Выбрать главу

Ou cette fois où…

Mais non, elle ne voulait pas penser à ça maintenant…

Elle pleura. Le menton sur la poitrine, les bras autour des genoux, elle pleura.

Son esprit battait la campagne. Quarante minutes après avoir avalé une double ration de somnifère, celui-ci commençait à faire effet : les molécules se répandaient dans son sang, voyageaient vers son cerveau et elle sentait ses paupières s’alourdir, sa tête dodeliner et l’angoisse lâcher lentement prise. Peut-être aussi parce qu’elle était à bout de nerfs, épuisée — que le chagrin et la terreur avaient récuré son esprit de fond en comble et qu’il n’y restait plus que stupeur et apathie.

Dans la grisaille chimique séparant la veille du sommeil, d’étranges images surnageaient comme des poissons multicolores. Tout un tas de pensées miroitantes et de visions vaguement hallucinogènes, psychédéliques, venaient caresser les rivages de son esprit. À un moment donné, alors qu’elle avait perdu toute notion du temps et de l’espace, elle vit même Iggy devant elle, lui léchant le visage, son tendre regard posé sur elle, son museau si proche qu’il envahissait tout son champ de vision, aussi gros que celui d’une vache… Avant d’en être définitivement incapable, elle appuya une dernière fois sur la touche du téléphone.

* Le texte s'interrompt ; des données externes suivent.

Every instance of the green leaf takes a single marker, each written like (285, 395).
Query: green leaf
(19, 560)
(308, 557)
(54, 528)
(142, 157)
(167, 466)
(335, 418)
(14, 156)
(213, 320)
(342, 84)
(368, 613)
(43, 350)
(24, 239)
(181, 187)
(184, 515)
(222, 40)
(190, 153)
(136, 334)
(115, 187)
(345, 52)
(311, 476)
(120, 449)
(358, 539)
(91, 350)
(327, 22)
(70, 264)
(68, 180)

Celle qui correspondait à Gérald…

Le répondeur, encore.

Un court instant, la frayeur dissipa l’effet du somnifère. Pourquoi ne répondait-il pas ? Parce qu’il est avec Denise, répondit la méchante petite voix en elle, de plus en plus lointaine cependant à mesure que l’hypnose chimique exerçait sur ses neurones son massage apaisant. Parce qu’il est en train de baiser cette salope. Et que, par conséquent, il ne peut pas te répondre, ma chérie… Un nœud dans son ventre. Mais le Stilnox n’avait pas dit son dernier mot — et elle sentit le nœud se défaire irrésistiblement sous les doigts cotonneux du sommeil.

La police.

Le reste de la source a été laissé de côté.